Blangero, Pisella & Rossetti, 2011). However, evidence supporting this apparent double

dissociation has been challenged. For instance, Pisella, Binkofski, Lasek, Toni and Rossetti

(2006) proposed that individuals in case studies were not administered an extensive visual

perception assessment which raises questions concerning the validity of Goodale and Milner’s

(1992) conclusions. Milner and Goodale (2008) rebutted these challenges and suggested that some controversies around the ‘two visual system hypothesis’ were based on an imprecise

reading of some of the more subtle details of the model. The authors clarified the terms ‘vision for perception’ and ‘vision for action’ and provided a fuller account of the processing

characteristics for these two kinds of vision. Nevertheless, there is still uncertainty surrounding

the ‘two visual system hypothesis’. For example, Michel and Henaff (2004) argued against the

dichotomy of the model, contending that the functional double dissociation, demonstrated by

brain-injured individuals, could stem from aberrant central or peripheral vision rather than

impairments in the vision for perception and vision for conducting actions. Rossetti, Pisella

and McIntosh (2017) suggested that it is no longer tenable to assume independence between

visuomotor and visual perception functions based solely on the double dissociation between

optic ataxia and visual agnosia in brain-injured individuals. The authors highlighted the

importance of taking into account the perception-action circle as a functional system.

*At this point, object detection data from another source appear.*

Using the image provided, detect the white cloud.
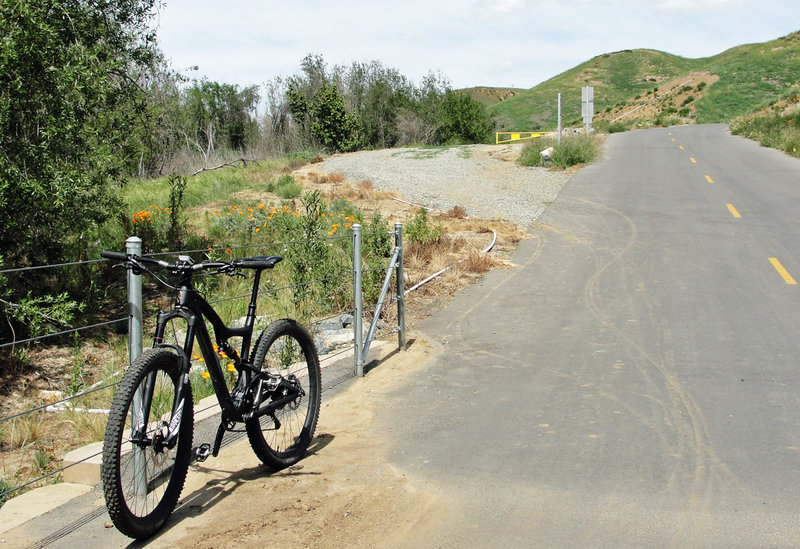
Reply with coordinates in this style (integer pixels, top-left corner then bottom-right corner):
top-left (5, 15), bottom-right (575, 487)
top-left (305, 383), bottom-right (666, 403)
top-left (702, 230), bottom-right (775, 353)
top-left (153, 0), bottom-right (800, 87)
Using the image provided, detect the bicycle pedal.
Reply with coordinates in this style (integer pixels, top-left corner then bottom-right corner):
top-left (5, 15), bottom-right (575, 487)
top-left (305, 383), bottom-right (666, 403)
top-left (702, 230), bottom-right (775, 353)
top-left (192, 442), bottom-right (211, 461)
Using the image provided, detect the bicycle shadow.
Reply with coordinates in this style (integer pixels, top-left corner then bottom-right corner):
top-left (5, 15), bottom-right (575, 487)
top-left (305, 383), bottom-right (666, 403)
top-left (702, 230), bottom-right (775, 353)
top-left (364, 339), bottom-right (417, 375)
top-left (126, 433), bottom-right (335, 549)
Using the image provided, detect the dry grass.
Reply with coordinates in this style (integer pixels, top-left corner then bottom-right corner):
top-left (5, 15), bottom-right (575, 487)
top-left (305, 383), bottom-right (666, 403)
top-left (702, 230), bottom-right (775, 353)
top-left (0, 157), bottom-right (527, 500)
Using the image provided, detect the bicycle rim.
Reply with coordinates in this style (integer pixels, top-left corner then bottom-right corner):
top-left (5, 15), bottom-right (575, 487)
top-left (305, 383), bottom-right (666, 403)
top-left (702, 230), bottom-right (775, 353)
top-left (247, 319), bottom-right (320, 468)
top-left (103, 350), bottom-right (193, 538)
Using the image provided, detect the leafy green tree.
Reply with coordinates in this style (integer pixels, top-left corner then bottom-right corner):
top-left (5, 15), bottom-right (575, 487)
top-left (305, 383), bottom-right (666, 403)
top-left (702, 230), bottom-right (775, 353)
top-left (437, 91), bottom-right (494, 143)
top-left (309, 84), bottom-right (360, 151)
top-left (183, 79), bottom-right (259, 152)
top-left (0, 0), bottom-right (160, 264)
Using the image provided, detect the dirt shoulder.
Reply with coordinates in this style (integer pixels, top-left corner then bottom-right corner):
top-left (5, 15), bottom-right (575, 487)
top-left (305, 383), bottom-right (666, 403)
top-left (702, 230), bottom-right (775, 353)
top-left (153, 337), bottom-right (447, 548)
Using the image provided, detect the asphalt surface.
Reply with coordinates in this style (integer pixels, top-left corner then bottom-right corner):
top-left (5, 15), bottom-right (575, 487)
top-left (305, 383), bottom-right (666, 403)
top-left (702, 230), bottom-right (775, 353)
top-left (9, 126), bottom-right (800, 548)
top-left (381, 126), bottom-right (800, 548)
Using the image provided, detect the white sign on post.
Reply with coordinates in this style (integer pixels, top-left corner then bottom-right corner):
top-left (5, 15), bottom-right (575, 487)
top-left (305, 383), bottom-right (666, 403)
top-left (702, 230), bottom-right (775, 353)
top-left (581, 86), bottom-right (594, 125)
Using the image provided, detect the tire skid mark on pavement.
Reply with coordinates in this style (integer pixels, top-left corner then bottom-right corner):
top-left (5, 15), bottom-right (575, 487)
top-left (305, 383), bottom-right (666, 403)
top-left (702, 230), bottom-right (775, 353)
top-left (560, 197), bottom-right (744, 545)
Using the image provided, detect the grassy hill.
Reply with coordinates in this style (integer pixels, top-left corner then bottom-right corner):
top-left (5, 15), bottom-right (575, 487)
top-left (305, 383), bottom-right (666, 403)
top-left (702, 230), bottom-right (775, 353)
top-left (478, 32), bottom-right (800, 131)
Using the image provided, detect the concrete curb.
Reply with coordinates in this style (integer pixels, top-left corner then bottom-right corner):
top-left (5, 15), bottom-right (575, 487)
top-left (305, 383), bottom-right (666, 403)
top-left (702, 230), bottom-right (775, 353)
top-left (0, 340), bottom-right (378, 533)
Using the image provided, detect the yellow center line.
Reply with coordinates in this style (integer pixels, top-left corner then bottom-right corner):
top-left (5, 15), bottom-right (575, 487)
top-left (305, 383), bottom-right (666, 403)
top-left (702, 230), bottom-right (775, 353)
top-left (769, 257), bottom-right (797, 284)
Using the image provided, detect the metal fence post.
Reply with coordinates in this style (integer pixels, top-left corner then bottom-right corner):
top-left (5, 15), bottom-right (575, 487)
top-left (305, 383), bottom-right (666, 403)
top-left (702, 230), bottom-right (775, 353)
top-left (353, 223), bottom-right (364, 377)
top-left (125, 236), bottom-right (147, 498)
top-left (125, 236), bottom-right (143, 363)
top-left (394, 222), bottom-right (408, 351)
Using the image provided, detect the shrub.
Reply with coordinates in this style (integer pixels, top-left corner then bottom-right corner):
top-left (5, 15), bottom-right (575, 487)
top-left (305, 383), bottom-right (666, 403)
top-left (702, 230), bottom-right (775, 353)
top-left (267, 173), bottom-right (303, 199)
top-left (519, 135), bottom-right (600, 168)
top-left (403, 208), bottom-right (444, 244)
top-left (608, 122), bottom-right (628, 133)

Compelling experimental and tractography research mapping white matter connectivity has

shown a myriad of interconnected pathways, opposing the supposed isolated dual visual system

theory. More than likely, the two systems approach is an oversimplification and there is cross- talk between the pathways (Budisavljevic, Dell’Acqua & Castiello, 2018). Indeed, a large

contemporary fMRI study utilising data from the Human Connectome Project suggested that

the functional human visual system may incorporate three, not two, cortical pathways (Haak &

Beckmann, 2018), highlighting the complexity of the system and the reality that there are, more

than likely, multiple visual circuits.